Having failed to cut it in the city, mild-mannered Romanian cop Ilie takes a lower-pressure job as a police chief in a rural village near the Moldovan border. Expecting a quieter, easier life of mostly benign duties, he instead encounters even more violence and moral rot than he did before. That he’s surprised suggests Ilie (played by Iulian Postelnicu with a permanent woebegone grimace) hasn’t spent much time watching his own country’s cinema. An exceedingly mordant comedy that gradually bleeds out to tragedy, Paul Negoescu’s “Men of Deeds” is another Romanian exercise in finding personal and institutional corruption under every upturned stone, behind every unlocked small-town door, in every heavily conditional handshake. Audiences won’t be nearly as startled, but it’s bleakly compelling all the same.
Back in 2016, Negoescu scored a major homegrown hit in Romania with his jaunty, shambolic crowdpleaser “Two Lottery Tickets,” a buddy comedy built on a familiar premise — luckless men buy and lose a ticket to millions — that could have been spun more glumly. That film may have taken nearly five years to reach screens in the U.S., but nonetheless proved the broader appeal of Negoescu’s filmmaking relative to many of his more festival-laureled compatriots, alleviating New Wave austerity with more knockabout-style humor. After his 2018 romcom “The Story of a Summer Lover” failed to have the same impact domestically or abroad, Negoescu’s latest returns him to the comic territory of men adrift in a system stacked against them, though its harsher, ultimately feel-bad sensibility might make this Sarajevo competition premiere a tougher sell.
In the film’s opening shot, a single chicken escapes its crate on a pickup truck bound for the slaughterhouse; flapping free and unnoticed, it crosses the road and make its way into the wilderness. Negoescu will sporadically return to this intrepid bird in passing shots, not overly forcing a symbolic meaning onto its dundering quest for independence — though should you compare its trajectory to that of Ilie, a gentle idiot who flew the coop to pursue his own kind of countryside autonomy, it’s hard not to conclude the chicken has done a better job of it. We first encounter him in the city, waiting anxiously outside the crummy apartment he once shared with his domineering ex-wife Christina (Crina Semciuc), a fellow police department drone whose personal and professional fortunes appear to have soared since their divorce — seemingly by playing along with corrupt procedures — where his have dwindled.

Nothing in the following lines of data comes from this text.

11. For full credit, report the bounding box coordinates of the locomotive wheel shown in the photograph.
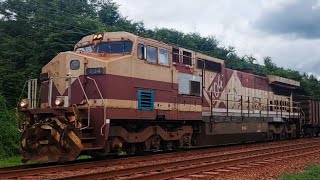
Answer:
[124,143,136,155]
[268,131,274,141]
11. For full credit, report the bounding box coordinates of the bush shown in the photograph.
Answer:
[0,94,20,159]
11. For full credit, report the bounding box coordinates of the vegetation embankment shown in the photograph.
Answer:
[280,164,320,180]
[0,0,320,162]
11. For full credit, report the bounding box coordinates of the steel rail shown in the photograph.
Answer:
[57,139,320,180]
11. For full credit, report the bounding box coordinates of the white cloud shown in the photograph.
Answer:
[115,0,320,75]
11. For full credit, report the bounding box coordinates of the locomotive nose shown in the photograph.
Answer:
[21,118,84,162]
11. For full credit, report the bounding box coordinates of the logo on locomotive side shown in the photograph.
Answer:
[207,74,224,106]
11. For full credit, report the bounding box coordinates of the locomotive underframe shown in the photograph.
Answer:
[21,108,300,162]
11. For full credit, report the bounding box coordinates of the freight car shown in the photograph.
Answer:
[19,32,319,162]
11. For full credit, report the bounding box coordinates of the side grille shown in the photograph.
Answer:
[138,89,154,111]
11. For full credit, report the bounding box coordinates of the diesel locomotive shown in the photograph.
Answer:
[18,32,320,162]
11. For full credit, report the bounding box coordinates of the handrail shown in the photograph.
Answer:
[205,90,301,117]
[87,76,107,136]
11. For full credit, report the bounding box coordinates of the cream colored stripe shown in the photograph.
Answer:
[89,99,202,112]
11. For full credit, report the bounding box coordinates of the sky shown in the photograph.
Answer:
[115,0,320,77]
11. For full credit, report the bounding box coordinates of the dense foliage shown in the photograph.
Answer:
[0,0,320,156]
[0,95,19,159]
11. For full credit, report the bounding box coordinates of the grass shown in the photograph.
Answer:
[280,164,320,180]
[0,155,91,168]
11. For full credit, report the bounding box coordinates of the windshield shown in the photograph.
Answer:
[96,41,132,54]
[76,45,93,52]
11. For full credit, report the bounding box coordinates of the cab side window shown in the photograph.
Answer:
[137,44,145,60]
[146,46,158,63]
[159,49,169,66]
[182,51,192,66]
[172,48,180,63]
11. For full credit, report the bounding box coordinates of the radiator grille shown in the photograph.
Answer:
[138,89,154,111]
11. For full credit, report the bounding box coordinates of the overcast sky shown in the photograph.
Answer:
[115,0,320,77]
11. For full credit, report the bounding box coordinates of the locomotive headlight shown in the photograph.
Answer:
[54,97,64,106]
[20,99,29,108]
[70,60,80,70]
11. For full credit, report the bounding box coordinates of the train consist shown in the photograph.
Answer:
[19,32,320,162]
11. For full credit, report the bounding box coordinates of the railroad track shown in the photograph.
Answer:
[0,138,320,179]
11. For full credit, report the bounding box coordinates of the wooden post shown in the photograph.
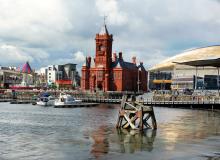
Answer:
[116,96,157,130]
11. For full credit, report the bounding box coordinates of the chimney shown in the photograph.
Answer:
[132,56,136,64]
[113,53,118,62]
[119,52,123,60]
[87,56,91,67]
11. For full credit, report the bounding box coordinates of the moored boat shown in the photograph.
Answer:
[36,93,55,106]
[54,93,82,106]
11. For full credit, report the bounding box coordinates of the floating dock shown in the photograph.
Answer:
[54,103,99,108]
[10,100,34,104]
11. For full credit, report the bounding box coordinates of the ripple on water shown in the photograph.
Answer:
[0,103,220,160]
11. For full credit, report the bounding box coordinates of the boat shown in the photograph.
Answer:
[36,93,55,106]
[54,93,82,106]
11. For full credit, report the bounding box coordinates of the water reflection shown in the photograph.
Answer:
[90,126,109,159]
[90,126,156,159]
[117,129,156,153]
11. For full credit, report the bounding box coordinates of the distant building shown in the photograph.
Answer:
[0,62,35,88]
[46,63,80,88]
[81,24,147,92]
[149,45,220,90]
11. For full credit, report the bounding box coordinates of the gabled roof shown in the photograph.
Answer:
[21,62,32,74]
[138,64,146,71]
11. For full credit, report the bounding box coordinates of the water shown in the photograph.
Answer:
[0,103,220,160]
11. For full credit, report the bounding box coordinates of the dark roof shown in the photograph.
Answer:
[173,58,220,67]
[138,64,146,71]
[111,58,137,69]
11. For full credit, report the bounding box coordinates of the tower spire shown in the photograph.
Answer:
[99,16,109,35]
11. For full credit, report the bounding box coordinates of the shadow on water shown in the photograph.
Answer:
[117,129,156,153]
[90,126,156,159]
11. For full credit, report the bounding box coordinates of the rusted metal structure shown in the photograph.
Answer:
[116,96,157,130]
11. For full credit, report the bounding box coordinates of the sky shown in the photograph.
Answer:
[0,0,220,70]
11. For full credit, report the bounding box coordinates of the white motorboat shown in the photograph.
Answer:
[54,93,82,106]
[36,94,55,106]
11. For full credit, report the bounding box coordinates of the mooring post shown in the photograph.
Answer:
[116,96,157,130]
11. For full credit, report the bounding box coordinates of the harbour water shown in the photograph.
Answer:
[0,103,220,160]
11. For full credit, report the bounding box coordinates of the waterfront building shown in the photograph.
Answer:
[81,24,147,92]
[0,62,35,88]
[46,63,80,88]
[149,46,220,90]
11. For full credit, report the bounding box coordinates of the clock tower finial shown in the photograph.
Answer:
[95,19,113,68]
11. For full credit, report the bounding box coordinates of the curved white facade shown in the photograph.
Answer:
[150,45,220,71]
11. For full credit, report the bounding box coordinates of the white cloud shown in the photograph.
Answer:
[0,44,33,64]
[96,0,128,25]
[73,51,86,63]
[0,0,220,67]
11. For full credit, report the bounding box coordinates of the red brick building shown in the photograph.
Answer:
[81,24,147,91]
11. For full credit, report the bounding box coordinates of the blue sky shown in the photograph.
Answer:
[0,0,220,69]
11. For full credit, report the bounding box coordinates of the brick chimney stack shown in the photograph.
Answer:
[119,52,123,60]
[132,56,136,64]
[113,53,118,62]
[87,56,91,66]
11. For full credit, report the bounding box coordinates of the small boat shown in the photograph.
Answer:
[36,93,55,106]
[54,93,82,106]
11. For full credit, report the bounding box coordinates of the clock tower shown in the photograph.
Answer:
[95,23,113,69]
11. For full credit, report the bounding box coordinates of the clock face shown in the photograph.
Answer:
[101,46,105,51]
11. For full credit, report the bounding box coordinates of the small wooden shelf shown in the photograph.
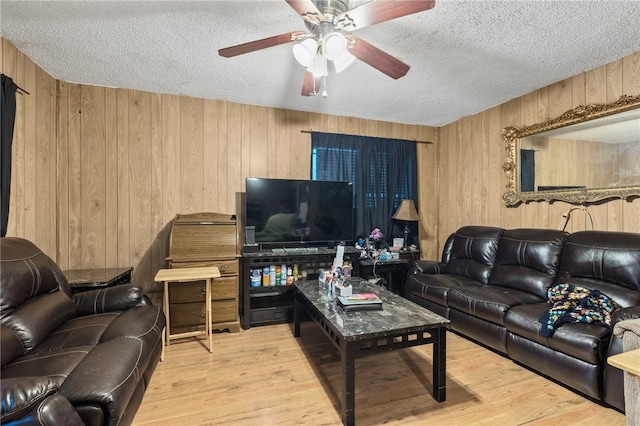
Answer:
[155,266,221,360]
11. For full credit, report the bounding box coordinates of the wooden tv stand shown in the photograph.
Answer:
[241,247,360,330]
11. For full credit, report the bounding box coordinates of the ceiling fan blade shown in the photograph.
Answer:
[285,0,323,24]
[218,31,305,58]
[337,0,436,31]
[349,37,411,79]
[300,71,320,96]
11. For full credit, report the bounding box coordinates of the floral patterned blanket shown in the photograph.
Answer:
[539,284,619,337]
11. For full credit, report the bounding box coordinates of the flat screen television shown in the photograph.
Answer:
[245,178,354,246]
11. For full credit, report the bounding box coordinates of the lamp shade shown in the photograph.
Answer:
[322,32,347,61]
[333,51,356,73]
[391,200,420,222]
[292,38,318,67]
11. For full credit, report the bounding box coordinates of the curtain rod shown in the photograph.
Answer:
[2,73,31,95]
[300,129,433,145]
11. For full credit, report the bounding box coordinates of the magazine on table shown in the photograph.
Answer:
[336,293,382,311]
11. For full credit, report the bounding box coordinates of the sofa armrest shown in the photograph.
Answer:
[409,260,447,275]
[0,376,84,426]
[611,306,640,326]
[71,284,146,316]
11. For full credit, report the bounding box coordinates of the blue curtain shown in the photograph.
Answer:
[311,132,418,243]
[0,74,18,237]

“You fucked up your career once by playing the knight,” she chides him, alluding to a moral backbone that Ilie has apparently let slide and slump since taking the village beat. Aside from enforcing fishing restrictions at a local lake, he isn’t inclined to do much policing at all, instead daydreaming about buying a small orchard where he can live modestly off the land. He wants to sell the urban apartment in pursuit of this ideal; Christina is loath to give up the income they share from renting it out. Unexpectedly, the village mayor Constantin (an excellent Vasile Muraru, bloodless beneath a bluff exterior) offers him a generous solution, with the understanding that Ilie will turn a blind eye to various acts of wheeling, dealing and cigarette-smuggling.

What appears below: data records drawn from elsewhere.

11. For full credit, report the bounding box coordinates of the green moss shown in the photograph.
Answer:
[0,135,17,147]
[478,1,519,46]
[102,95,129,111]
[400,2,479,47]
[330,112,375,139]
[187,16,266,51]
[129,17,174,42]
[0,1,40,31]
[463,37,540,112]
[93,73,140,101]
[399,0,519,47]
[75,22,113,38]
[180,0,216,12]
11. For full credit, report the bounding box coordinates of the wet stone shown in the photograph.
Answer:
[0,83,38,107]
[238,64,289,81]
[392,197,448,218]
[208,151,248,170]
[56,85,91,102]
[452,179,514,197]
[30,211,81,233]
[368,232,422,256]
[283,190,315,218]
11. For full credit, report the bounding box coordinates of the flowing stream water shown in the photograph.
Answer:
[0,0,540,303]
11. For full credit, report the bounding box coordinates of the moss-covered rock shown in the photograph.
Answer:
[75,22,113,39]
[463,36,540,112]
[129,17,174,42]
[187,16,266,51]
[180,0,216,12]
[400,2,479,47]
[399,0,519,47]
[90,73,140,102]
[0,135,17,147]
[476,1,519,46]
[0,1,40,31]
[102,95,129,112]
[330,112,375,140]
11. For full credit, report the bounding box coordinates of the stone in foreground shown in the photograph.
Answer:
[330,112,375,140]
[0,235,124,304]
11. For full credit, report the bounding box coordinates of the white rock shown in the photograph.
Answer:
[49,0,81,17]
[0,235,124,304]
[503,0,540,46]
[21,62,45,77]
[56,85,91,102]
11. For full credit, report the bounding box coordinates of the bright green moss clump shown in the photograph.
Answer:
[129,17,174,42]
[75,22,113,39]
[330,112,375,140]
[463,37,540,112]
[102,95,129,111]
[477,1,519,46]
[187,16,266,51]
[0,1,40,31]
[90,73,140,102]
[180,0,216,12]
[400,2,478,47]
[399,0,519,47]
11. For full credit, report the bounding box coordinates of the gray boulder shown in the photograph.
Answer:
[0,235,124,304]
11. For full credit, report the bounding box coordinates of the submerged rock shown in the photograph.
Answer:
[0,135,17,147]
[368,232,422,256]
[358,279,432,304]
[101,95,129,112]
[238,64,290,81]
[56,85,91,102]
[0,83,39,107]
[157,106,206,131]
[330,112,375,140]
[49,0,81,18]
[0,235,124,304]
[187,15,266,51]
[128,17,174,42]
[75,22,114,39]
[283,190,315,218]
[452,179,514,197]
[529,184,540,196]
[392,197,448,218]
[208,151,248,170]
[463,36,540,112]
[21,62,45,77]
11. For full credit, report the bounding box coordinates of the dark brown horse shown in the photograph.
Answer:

As ineffectual as he is indifferent, Ilie goes with the flow, even if a new, clean-scrubbed junior officer Vali (Anghel Damian) is less accepting, and starts riling locals by asking unwelcome questions. When a villager turns up murdered, Ilie begins to suspect that his “some things are better left as they are” approach isn’t quite appropriate, though it still takes more than that to turn him back towards crime-fighting — with escalatingly bloody consequences. Working from a wry, dry script by first-time feature writers Radu Romaniuc and Oana Tudor, Negoescu paces proceedings like a foxtrot, gradually charting this small community’s descent from smiling, winking civility to open distrust, before letting the chaos flood in fast: a climactic, joltingly gruesome shootout between multiple key players is staged as breathless, near-absurd farce, hilariously soundtracked by Ilie’s agonized groans and cries in response to each fresh act of brutality.

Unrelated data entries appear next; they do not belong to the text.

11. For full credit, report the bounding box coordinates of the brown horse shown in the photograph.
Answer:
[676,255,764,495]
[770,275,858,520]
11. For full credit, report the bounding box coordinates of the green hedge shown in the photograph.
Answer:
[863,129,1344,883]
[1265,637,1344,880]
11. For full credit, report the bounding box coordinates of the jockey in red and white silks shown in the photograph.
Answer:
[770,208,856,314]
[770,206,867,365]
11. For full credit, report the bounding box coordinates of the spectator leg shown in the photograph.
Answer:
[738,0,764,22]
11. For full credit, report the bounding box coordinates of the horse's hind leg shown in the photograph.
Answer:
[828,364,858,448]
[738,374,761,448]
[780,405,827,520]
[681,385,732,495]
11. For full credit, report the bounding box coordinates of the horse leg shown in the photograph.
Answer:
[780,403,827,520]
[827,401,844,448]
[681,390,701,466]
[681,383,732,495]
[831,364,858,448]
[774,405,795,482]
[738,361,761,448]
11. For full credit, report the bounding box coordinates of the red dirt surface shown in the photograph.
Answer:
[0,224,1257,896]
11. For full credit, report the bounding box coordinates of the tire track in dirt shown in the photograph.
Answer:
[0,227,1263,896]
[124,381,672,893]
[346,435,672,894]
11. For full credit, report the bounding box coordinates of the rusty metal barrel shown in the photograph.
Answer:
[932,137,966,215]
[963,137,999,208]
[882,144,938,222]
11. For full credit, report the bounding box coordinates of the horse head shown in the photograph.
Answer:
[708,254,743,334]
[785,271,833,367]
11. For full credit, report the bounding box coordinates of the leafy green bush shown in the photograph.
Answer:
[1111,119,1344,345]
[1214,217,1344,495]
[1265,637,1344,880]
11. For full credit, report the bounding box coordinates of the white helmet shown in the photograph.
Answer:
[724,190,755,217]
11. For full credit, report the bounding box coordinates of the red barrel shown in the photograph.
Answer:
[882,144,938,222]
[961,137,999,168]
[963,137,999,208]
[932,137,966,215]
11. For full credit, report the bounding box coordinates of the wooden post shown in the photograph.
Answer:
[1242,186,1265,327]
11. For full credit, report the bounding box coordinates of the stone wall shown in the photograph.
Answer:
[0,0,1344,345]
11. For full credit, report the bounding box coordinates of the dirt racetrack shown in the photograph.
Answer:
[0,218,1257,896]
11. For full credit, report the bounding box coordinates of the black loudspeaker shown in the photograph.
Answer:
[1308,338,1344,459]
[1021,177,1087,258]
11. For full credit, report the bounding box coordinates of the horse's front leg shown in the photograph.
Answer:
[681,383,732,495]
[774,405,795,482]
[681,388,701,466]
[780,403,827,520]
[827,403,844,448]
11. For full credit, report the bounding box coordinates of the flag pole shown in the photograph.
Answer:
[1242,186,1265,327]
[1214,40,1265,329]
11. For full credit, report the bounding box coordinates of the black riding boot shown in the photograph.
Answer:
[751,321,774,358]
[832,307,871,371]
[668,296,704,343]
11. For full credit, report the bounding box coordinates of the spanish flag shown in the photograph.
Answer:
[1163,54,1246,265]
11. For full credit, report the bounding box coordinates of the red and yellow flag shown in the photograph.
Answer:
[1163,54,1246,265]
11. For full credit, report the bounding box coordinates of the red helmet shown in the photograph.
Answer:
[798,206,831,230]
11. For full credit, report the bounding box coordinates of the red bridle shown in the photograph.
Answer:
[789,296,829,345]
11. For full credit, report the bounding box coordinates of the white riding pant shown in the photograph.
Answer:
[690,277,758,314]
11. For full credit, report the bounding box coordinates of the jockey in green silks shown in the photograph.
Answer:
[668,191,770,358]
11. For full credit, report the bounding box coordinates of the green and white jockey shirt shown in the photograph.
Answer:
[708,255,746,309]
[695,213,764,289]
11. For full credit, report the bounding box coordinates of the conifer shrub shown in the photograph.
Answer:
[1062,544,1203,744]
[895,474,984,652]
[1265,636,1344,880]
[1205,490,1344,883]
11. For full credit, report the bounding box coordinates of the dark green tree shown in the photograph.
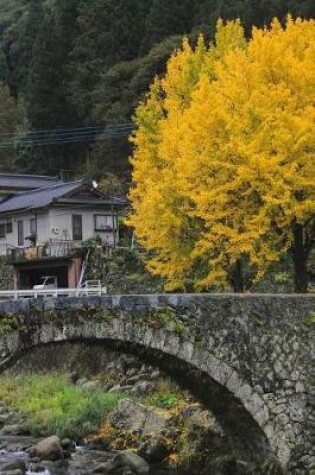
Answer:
[141,0,196,53]
[20,0,82,173]
[0,84,24,173]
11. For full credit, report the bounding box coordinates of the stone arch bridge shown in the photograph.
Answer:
[0,294,315,475]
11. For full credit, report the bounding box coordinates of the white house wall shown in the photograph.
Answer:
[0,212,49,255]
[49,208,118,245]
[0,207,118,255]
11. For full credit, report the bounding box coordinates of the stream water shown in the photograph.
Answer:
[0,446,180,475]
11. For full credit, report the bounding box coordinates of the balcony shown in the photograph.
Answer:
[6,241,84,264]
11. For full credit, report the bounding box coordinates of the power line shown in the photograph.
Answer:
[0,122,134,148]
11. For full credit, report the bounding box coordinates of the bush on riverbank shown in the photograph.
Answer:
[0,374,122,440]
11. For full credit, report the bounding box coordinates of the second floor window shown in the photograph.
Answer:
[18,221,24,246]
[0,223,5,238]
[72,214,82,241]
[30,218,37,236]
[6,219,13,234]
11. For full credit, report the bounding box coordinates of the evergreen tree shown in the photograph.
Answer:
[0,84,23,173]
[141,0,196,52]
[15,0,44,93]
[21,0,80,173]
[71,0,150,122]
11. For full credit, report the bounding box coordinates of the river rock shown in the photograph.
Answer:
[131,381,155,396]
[108,399,167,435]
[138,437,170,464]
[28,435,63,461]
[0,460,26,475]
[93,452,150,475]
[1,424,29,435]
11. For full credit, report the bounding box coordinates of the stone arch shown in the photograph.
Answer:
[0,318,280,473]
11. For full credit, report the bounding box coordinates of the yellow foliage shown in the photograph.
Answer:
[128,17,315,290]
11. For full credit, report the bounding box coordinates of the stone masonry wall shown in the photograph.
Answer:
[0,294,315,475]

Indeed, it’s largely thanks to Postelnicu’s tricky performance — equal parts pathetic and sympathetic, with a genuine, soulful sadness beneath the amusing tics of his wheezing vocal delivery and gurning body language — that “Men of Deeds” pulls off its odd, queasily tragicomic tonal shuffle as well as it does, building on the already unflattering boys-in-blue portrait painted by “Two Lottery Tickets.” Ilie isn’t banally portrayed as a good man in a bad system, nor even as anything so glamorous as a villain. (At best or worst, scenes playing on the hoary good-cop-bad-cop dynamic he shares with Vali suggest what “Training Day” might have been like as remade by Bruno Dumont.) Rather, he’s a victim and a grotesque, so gnarled by a culture of corruption that it’s hard to tell where his own impulses and principles begin and end. It takes a Romanian film to make that funny.